Between 1980 and 1990, the federal government, state governments, and the National Association of Insurance Commissioners (NAIC) worked together to help implement the Omnibus Budget Reconciliation Act (OBRA) of 1990. This Medigap reform legislation standardized future Medigap policies, prohibited the sale of any pre-standardized Medigap plan, and helped establish consumer protections.
According to the HHS report, the Act was passed for the following reasons:
- Set minimum standards for Medigap policies
- Prohibit insurance companies from offering more than 10 different plans options (starting July 30, 1992)

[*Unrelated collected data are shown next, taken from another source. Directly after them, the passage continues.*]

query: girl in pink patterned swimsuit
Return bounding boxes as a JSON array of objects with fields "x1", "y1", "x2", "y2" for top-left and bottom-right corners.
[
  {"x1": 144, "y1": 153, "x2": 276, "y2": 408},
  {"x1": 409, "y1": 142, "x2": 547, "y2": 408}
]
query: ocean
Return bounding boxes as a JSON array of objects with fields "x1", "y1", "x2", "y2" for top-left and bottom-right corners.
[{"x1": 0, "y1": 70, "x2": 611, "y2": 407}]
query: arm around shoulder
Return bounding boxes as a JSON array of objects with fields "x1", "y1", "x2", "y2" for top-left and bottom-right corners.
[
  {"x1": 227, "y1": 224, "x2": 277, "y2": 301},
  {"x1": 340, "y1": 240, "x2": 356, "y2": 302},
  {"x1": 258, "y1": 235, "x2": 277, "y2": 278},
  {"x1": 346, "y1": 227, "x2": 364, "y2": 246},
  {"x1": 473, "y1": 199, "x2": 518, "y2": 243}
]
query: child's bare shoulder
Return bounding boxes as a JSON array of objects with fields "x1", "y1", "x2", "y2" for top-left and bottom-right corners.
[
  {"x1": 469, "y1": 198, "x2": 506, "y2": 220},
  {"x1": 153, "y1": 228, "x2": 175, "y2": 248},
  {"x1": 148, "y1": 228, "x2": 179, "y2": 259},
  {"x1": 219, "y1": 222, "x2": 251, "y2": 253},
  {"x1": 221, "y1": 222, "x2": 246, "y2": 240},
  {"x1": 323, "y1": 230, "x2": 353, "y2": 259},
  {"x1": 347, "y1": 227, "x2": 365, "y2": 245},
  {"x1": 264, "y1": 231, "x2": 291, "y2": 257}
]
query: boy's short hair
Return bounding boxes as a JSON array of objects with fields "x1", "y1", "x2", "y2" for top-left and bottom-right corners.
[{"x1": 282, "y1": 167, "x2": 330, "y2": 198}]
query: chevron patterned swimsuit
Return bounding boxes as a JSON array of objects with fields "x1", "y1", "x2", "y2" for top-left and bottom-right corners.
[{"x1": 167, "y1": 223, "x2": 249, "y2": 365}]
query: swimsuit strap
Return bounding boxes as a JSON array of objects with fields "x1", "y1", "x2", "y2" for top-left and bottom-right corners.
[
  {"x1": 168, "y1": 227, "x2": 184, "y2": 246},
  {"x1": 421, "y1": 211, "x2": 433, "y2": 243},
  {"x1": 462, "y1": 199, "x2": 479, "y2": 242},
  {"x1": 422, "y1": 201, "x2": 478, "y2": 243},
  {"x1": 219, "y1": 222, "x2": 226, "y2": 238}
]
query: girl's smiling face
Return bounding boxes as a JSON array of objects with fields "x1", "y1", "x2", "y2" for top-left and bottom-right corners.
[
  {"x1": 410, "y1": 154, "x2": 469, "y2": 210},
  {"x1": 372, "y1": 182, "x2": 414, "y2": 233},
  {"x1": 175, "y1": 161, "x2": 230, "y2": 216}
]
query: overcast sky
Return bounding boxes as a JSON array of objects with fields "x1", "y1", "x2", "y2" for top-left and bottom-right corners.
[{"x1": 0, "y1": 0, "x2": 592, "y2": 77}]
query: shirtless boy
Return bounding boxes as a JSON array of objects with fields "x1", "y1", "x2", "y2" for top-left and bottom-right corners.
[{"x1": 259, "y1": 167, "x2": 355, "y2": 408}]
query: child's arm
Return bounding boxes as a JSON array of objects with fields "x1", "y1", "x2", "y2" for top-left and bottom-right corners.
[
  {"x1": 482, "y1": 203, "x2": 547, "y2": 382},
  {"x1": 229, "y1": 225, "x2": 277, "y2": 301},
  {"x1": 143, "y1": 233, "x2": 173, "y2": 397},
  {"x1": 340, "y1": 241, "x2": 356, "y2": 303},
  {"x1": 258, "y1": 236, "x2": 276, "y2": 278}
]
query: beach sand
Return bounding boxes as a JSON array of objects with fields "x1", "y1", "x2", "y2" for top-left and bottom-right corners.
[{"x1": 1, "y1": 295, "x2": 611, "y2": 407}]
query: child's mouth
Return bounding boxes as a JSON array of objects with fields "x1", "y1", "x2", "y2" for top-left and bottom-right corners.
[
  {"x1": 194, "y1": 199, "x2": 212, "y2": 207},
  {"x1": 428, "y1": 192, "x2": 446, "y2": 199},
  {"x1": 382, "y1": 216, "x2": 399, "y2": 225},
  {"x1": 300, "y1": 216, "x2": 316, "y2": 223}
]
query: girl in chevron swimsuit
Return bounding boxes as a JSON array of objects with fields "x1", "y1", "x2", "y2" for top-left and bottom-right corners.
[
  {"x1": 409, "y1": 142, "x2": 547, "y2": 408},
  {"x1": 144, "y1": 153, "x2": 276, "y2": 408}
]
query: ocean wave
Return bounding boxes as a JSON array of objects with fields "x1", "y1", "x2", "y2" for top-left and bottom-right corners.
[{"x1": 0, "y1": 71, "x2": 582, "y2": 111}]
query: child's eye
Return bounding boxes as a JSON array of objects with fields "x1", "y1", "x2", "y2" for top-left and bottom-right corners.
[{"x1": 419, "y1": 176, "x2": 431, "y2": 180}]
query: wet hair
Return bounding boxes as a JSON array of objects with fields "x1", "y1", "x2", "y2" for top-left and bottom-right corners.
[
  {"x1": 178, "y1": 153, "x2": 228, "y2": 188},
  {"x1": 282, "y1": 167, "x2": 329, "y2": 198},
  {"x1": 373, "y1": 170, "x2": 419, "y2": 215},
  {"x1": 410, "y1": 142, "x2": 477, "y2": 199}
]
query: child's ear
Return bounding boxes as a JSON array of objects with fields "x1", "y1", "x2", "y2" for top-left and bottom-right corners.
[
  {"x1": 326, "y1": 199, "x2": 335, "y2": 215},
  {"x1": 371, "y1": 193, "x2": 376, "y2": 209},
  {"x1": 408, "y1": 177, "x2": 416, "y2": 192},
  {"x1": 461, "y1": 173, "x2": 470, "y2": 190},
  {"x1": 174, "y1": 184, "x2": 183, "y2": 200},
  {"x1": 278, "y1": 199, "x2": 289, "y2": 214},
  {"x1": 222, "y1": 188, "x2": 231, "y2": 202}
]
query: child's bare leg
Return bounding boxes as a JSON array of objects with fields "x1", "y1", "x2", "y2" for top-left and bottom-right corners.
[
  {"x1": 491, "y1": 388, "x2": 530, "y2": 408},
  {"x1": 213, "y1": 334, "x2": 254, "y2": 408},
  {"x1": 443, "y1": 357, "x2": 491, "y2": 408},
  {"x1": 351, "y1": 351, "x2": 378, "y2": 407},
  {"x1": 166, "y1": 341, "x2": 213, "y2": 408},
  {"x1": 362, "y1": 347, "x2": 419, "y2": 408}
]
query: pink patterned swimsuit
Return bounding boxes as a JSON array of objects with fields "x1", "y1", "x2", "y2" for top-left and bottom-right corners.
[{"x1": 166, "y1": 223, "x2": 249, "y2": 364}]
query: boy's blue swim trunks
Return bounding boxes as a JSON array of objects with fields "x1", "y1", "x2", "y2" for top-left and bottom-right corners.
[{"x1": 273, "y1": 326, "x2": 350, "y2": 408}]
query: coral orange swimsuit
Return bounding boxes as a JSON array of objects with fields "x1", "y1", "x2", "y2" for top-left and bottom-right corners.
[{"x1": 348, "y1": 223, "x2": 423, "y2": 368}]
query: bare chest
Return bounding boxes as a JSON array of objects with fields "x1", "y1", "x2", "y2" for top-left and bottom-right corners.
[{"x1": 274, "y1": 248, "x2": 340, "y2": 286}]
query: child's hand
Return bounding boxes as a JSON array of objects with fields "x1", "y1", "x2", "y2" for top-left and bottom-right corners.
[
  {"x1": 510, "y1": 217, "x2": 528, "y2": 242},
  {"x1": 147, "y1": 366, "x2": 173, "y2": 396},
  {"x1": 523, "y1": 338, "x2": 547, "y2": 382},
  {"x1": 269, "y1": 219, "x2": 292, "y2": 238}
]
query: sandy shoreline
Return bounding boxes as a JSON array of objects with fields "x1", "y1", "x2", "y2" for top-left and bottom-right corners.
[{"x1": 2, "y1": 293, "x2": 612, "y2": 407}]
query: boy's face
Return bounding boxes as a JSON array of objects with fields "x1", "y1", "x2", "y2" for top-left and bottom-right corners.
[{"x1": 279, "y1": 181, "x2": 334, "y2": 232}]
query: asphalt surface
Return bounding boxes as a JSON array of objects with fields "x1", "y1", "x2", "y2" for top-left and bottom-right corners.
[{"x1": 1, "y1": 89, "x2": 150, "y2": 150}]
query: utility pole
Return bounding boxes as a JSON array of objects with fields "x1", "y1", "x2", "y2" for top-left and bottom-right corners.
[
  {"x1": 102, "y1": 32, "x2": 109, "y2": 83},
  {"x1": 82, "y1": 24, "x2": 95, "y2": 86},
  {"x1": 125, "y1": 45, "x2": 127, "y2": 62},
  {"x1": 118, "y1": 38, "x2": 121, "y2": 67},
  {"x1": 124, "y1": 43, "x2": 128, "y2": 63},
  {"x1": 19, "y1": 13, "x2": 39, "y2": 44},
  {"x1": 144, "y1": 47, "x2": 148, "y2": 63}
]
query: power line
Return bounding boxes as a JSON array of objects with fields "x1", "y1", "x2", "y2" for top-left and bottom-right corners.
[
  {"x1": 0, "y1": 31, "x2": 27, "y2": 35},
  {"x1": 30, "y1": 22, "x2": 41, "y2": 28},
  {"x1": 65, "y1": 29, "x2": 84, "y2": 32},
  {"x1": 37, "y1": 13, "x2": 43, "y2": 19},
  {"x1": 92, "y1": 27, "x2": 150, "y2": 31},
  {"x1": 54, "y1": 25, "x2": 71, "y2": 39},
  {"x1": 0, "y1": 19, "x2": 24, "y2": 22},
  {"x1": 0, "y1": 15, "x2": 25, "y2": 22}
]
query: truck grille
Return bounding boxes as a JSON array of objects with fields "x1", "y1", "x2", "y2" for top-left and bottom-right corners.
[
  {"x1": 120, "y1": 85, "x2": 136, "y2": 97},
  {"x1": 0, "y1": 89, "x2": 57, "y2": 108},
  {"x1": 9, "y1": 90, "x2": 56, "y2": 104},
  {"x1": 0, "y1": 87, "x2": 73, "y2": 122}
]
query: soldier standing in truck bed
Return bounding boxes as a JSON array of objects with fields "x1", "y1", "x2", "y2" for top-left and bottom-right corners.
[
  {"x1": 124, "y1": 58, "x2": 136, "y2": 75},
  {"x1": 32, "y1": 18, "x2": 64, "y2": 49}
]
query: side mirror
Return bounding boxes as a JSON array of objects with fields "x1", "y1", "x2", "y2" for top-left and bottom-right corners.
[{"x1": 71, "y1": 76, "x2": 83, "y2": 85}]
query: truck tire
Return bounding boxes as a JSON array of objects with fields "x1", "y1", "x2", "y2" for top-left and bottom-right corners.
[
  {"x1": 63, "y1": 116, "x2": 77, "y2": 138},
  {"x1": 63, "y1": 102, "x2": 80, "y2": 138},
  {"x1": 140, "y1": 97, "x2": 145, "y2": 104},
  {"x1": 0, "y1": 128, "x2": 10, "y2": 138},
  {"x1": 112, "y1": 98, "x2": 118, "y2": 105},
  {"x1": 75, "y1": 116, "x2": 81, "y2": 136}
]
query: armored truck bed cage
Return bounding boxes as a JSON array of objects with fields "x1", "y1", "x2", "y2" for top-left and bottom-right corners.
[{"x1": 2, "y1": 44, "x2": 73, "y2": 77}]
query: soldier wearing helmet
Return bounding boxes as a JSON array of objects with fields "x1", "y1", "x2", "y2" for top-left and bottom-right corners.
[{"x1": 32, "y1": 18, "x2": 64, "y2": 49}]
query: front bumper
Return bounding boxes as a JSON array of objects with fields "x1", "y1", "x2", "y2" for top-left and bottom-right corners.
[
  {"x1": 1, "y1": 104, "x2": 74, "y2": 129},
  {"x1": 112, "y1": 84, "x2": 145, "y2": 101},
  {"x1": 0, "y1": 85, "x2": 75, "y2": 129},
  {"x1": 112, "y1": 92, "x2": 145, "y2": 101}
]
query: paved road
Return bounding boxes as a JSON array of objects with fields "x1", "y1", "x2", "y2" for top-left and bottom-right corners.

- Minimize misleading sales and marketing strategies in the Medigap industry
- Educate consumers who want to purchase Medigap insurance
Pre-standardized Medigap plans still in use
The Medigap reform legislation of 1990 standardized Medigap plans and benefits. Each Medigap plan option is named with a letter and has a specific set of benefits. Currently, there are 10 Medigap plans available for purchase: Plan A, B, C, D, F, G, K, L, M, and N.
Pre-standardized plans were no longer sold after July 1992. However, the plans that were sold before this cutoff date still represent a small portion of the Medigap industry. A 2014 report by America’s Health Insurance Plans (AHIP) found that pre-standardized Medigap plans represented 4% of all Medigap policies in the United States and its territories. In 2014, there was a total of 422,961 pre-standardized Medigap policies still in effect.
If you have a plan that is not available for purchase, such as an older plan or a pre-standardized plan, it is still valid for use.